# Anyone know anything about Dyna-Glo gas grills?



## shred (Jun 16, 2013)

I'm in the market to replace my 2-burner, Charbroil Infrared grill (actually, I was in the market to replace it the day I bought it).  I want to do it right this time, but there are still some budgetary concerns.  I'm (of course) in love with Weber but I'm looking on Amazon.com and it seems like Dyna-Glo is getting... well... glowing reviews.

Anyone on here have any experience with these grills?  I can pick up the 60,000 BTU, 4-burner for about $300 less than the 4-burner Weber I was looking at.  Will I regret it?

Thanks!


----------



## smokyjon (Jun 19, 2013)

I have a Dyna Glow kerosene heater. It is top quality. No smoke, no odors, built well.....I know it isn;t a gas grill, but it is the same company, so I would expect it to be of decent consumer quality.


----------



## shred (Jun 19, 2013)

Appreciated the info.  I took the leap and the grill came today.  Other than some cosmetic damage from either shipping or packing, it seems solid.  I'll post updates when I toss my first couple steaks on it tomorrow!


----------



## oldschoolbbq (Jun 19, 2013)




----------



## pawn657 (Jun 24, 2013)

Did you get it put together and have you used it yet?

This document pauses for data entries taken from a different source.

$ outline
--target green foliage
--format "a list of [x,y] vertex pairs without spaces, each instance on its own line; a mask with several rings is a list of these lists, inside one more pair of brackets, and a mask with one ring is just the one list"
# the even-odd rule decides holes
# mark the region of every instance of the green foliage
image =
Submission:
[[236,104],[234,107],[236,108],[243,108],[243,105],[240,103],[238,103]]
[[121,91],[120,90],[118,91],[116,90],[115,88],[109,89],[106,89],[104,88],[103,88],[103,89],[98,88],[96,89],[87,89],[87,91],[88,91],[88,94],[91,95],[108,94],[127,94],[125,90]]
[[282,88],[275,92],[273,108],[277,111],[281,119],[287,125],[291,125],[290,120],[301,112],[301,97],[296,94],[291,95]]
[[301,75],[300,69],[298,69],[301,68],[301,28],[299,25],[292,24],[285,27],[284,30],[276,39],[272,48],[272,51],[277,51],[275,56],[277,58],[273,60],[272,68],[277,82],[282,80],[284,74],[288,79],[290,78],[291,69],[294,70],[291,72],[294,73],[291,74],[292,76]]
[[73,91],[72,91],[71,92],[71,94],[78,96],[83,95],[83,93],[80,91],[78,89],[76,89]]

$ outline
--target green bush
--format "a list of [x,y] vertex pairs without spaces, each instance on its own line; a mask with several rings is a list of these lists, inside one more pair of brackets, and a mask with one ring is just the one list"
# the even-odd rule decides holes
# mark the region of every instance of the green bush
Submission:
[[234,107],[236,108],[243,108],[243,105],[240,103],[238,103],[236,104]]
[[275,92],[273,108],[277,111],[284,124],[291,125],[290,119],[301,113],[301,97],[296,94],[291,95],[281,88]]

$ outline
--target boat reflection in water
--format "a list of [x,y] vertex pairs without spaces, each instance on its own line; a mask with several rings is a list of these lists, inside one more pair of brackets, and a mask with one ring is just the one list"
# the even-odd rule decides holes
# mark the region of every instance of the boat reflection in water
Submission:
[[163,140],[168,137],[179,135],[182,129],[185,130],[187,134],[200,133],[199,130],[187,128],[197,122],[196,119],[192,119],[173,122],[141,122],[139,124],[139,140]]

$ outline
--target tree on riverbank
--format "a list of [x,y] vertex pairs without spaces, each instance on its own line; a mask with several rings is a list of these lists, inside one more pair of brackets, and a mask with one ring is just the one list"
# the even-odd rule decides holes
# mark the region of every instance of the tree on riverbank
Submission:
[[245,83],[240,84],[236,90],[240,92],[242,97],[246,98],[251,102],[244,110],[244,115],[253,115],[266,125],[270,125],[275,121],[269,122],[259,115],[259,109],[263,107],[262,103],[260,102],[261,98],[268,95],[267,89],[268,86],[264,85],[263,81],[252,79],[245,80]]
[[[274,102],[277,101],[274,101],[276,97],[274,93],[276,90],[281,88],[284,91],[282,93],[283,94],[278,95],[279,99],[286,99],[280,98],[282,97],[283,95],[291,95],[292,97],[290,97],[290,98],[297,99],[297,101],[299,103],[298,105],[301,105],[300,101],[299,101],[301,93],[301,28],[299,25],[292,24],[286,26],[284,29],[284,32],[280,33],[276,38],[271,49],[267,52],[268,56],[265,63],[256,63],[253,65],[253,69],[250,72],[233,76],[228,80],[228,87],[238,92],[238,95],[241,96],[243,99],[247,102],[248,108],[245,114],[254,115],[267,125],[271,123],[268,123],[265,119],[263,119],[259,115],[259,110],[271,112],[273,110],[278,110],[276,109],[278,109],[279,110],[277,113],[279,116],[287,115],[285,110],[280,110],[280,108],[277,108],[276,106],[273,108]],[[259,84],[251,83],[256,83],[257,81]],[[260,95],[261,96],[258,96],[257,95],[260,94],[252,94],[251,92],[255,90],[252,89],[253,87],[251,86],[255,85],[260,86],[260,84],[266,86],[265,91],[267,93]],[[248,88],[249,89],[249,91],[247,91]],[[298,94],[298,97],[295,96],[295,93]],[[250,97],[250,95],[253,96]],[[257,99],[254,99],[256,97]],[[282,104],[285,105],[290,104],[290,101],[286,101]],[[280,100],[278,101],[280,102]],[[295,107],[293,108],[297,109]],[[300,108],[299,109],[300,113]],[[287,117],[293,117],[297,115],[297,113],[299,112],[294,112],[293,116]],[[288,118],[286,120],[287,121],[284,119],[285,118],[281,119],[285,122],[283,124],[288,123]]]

Saw the same grill and like you can not justify $700 for a Weber. Would be interested in your opinion on this grill before I pull the trigger.


----------



## shred (Jun 24, 2013)

I did.  I ran into some serious frustration.  It seemed to cook well (obviously, there is a learning curve) but see below for an email I sent the manufacturer about some very serious issues I ran into.  Haven't heard back yet.

-------------

I wanted to let you know how utterly displeased I am with my grill purchase.  Cosmetic damage as well has hazardous results upon igniting for the first time have made me want to make you aware of my experience.

I was leaning toward Weber but the positive reviews I read on various forums (on which I may leave my own feedback based on your response) and price difference ultimately led me to purchase your 4-burner DGA480BSP model from Amazon.

It arrived double boxed with no damage to either the shipping box nor the original packaging inside.

However - once I began assembling I found several areas with very obvious cosmetic damage (photos attached of a couple).  When I went to attach the oven to the base I noticed the control panel seemed to be off kilter.  I didn't think much of it... just another cosmetic disappointment.

I covered the grill and didn't light it until the following day (yesterday).

When ignited, 9" flames shot out from behind the control panel nearly burning my arm.  Had I been leaned over the grill or on my knees I'd be missing eyebrows right now.

Fortunately, I'm relatively handy and I was able to take the control assembly apart and reattach everything properly so that my $30 steak dinner wasn't an additional loss.

Based on the fact the packaging was intact and there was such obvious cosmetic damage, I'm guess it fell off the assembly line and was just packed up without further QC or was a very poor refurbish job (I did not purchase refurbished).

If returning it wouldn't be such a hassle, I'd ship it back and buy a Weber.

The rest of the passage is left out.